He looks at himself in the bathroom mirror around six. The night was kind to him; he looks good. A little pink around his eyes and mouth, merely. She didn’t see through him. The only trouble is that he can’t quite remember her name, but he’s pretty sure it’s Brigitte. From the bed probably-Brigitte calls, laughingly, “I swear I thought I’d find you shacked up together, I thought it’d be a threesome, I’m disappointed.”

“Shacked?” He emerges blinking from the searing white glare of the bathroom LEDs into the twilight of his little garret, sliding the door shut behind him, wriggling it in its tracks to get it to close all the way. “What do you mean?”

“C’moooon,” probably-Brigitte giggles. “Now you’re embarrassing me.”

“Oh, _ now _?” He giggles in return. “Not when I was pretending to be Voldemort?” Blinking villany into his eyes, he pretends to wave a wand menacingly in her direction. 

“You’re good at it!
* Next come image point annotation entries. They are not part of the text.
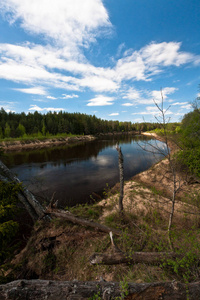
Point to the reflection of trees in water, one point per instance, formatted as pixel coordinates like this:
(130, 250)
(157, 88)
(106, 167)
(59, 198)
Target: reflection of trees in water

No, really though. I feel like I’ve earned my inside scoop now. Tell. Are you ever going to go public? Are you going to move in together?”

“Me? Who?” He laughs. “Are you talking about J.F.? We’re not like that—” 

“Ma_xence._ You and Axel!”

He actually chokes on a mouthful of nothing. “What,” he says, when he is able. “What?”

Probably-Brigitte’s definitely-pretty eyes are wide. “Really? You’re not sleeping together? _ Shit_.”

He goes to the sink to compose himself and fills a glass of water. His mouth suddenly tastes like he’s been awake too long. His heart is trying to somersault into his throat. “Look, maybe you’d better go, Brigitte.” He finishes the water, wipes his mouth without looking at her. “Sorry. I can make you a coffee if you want.”

“Who the fuck is Brigitte?” she says through her teeth, clasping her bra. “I’m Irene.” 


	2. the price of fame

**Summary for the Chapter:**

> “So. I wanted to know what you thought about—something. I want you to be, uh, totally honest.”  
*  
J.F. delivers some advice to his pretty friend.

**Notes for the Chapter:**

> These chapters are so short that I feel like I really should be posting 1x a day. Thanks for reading as always.

***

“Shit, it’s cold as the seventh circle,” says J.F., ducking under the awning of the café and making a face while swiping at his shoulders and upper arms where the gray of his coat has darkened to black under the light rain that has just begun to fall. “Let’s go inside, Maxe.”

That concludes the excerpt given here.